Example 2.2: Multiple Correspondence Analysis
This example illustrates how multiple correspondence analysis can be used to analyze the data presented in Example 2.1. As described in the Introductory Overview - MCA, multiple correspondence analysis is an extension of simple correspondence analysis to more than two categorical variables. In Example 2.1, a data set presented by Hoffman and Franke (1986) is discussed, which describes the preferences of 34 subjects for different beverages. The data file for that example (Beverage.sta) contains an indicator matrix, which is analyzed with simple correspondence analysis.
In this example, the data are coded in the more typical manner.
Specifying the analysis
- Open the Beverag2.sta data file (the entries in this data file indicate whether the respective subject has, over the past month, purchased and consumed the respective beverage).
- Start
Correspondence Analysis using one of the following ways:
- Ribbon bar. Select the Home tab. In the File group, click the Open arrow and on the menu, select Open Examples to display the Open a Statistica Data File dialog box. Beverag2.sta is located in the Datasets folder. Then, select the Statistics tab. In the Advanced/Multivariate group, click Mult/Exploratory and from the menu, select Correspondence to display the Correspondence Analysis (CA): Table Specifications Startup Panel.
- Classic menus. On the File menu, select Open Examples to display the Open a Statistica Data File dialog box. The data file is located in the Datasets folder.
- From the Statistics - Multivariate Exploratory Techniques submenu, select Correspondence Analysis to display the Correspondence Analysis (CA): Table Specifications Startup Panel.
- Select the Multiple Correspondence Analysis (MCA) tab. The name of the Startup Panel changes to Multiple Correspondence Analysis (MCA): Table Specifications. The data in the current format contains grouping variables only; therefore, you do not have to change the default selection in the Input group box - Raw data (requires tabulation).

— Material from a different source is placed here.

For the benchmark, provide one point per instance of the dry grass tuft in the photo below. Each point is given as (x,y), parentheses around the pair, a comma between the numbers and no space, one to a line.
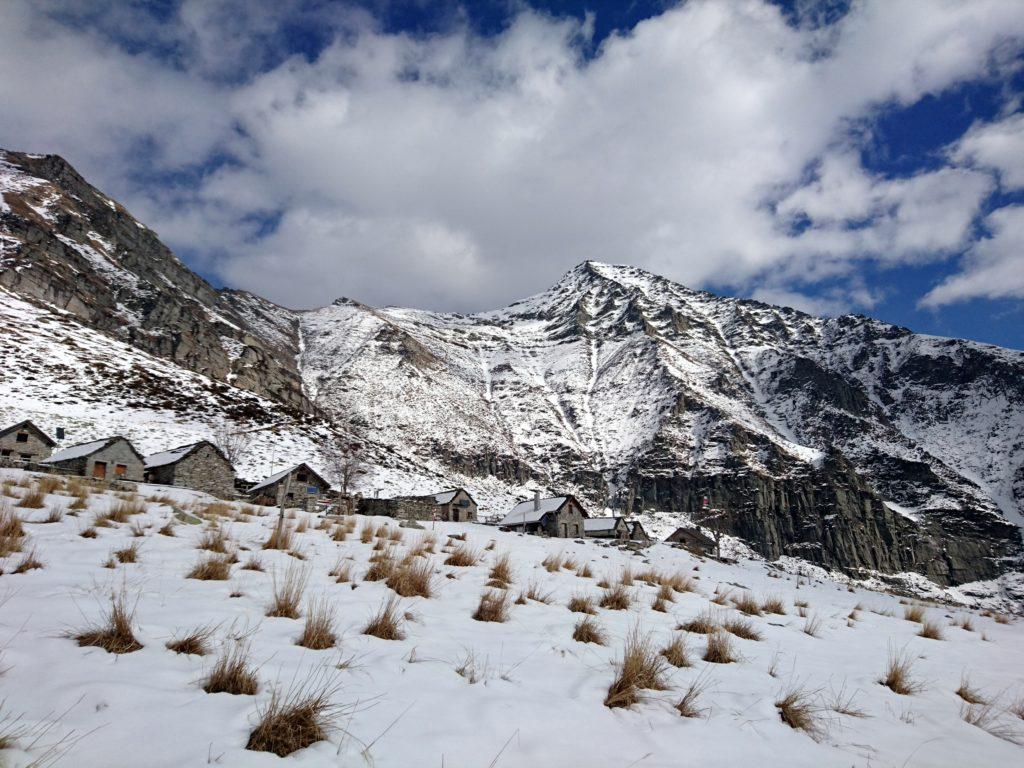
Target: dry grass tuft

- Click the Variables (Factors in Burt Table) button to display a standard variable selection dialog box. Select all variables, and then click the OK button.
- Click the OK button in the Startup Panel to perform the analysis. Statistica automatically finds the codes used in the data file, and produces the Burt table, which is the basis for the multiple correspondence analysis. The Multiple Correspondence Analysis Results dialog box is displayed.
Reviewing the results
The results for the column coordinates (that is, the beverages) are identical to those discussed in Example 2.1. However, a few things should be noted: First, the overall Chi-square value that is reported in the Summary box is only valid if the input table were a standard two-way table, which it is not (see the Introductory Overview - MCA for a discussion of the special structure of a Burt table). Also, there are no row coordinates available; however, when we are analyzing very large samples, we are usually not interested in individual cases; moreover, if there are several thousand observations, the simple correspondence analysis of the indicator matrix is not convenient, and sometimes not possible. In those cases, the multiple correspondence analysis approach is much more efficient.

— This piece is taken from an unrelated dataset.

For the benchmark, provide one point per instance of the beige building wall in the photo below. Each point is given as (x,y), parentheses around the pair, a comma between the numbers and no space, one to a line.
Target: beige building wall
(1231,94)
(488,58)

The interpretation of the coordinate values (that is, the axes) and auxiliary statistics for the column points is the same as that described in the context of simple correspondence analysis (see Example 2.1 and the Introductory Overview).
As described in the Introductory Overview, the orientation of axes in correspondence analysis is arbitrary (that is, each axis can be rotated by 180°). If you plot the results for the column points from the multiple correspondence analysis of the data in Beverag2.sta (In the Plots of coordinates group box, click the 2D button), and compare the graph with that produced in Example 2.1 (that is, using the simple correspondence analysis of the indicator matrix), you can see that the two axes in the plot are reversed.